Das Jugendbuch „Casting“ habe ich an einem Abend verschlungen, am 16.Mai werdet ihr die Rezension dazu lesen können.

Das Handbuch „Kinder- und Jugendbuch schreiben und veröffentlichen“ wird ebenfalls eine Rolle spielen in der Woche.

 Für den Herbst plane ich außerdem ein weiteres kleines Special, bei dem die Bücher „Warum es nicht so schlimm ist, in der Schule schlecht zu sein“ undWarum Lehrer gar nicht so blöd sind“ helfen werden. 
Danke schonmal an dieser Stelle 😉

Ebenso herzlich bedanke ich mich bei der lieben lieben Diana Jacos-Waibel, die mir beim Bloggertreffen in Hamburg ein Exemplar ihres Buches „Wandelwelt 01 Niumi-Minou“ mitgab.
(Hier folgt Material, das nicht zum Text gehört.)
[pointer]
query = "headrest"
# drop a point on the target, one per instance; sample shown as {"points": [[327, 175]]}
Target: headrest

Über dieses Buch werdet ihr ebenfalls in der Themenwoche noch einiges lesen können.
Wer ganz neugierig ist, kann ja mal auf Dianas Homepage stöbern. Es geht vor allem um eines: Fantasie!




Und morgen stelle ich euch den Riesenberg neuer Bücher vom April vor. Wo kommen diese ganzen tollen Bücher nur immer her?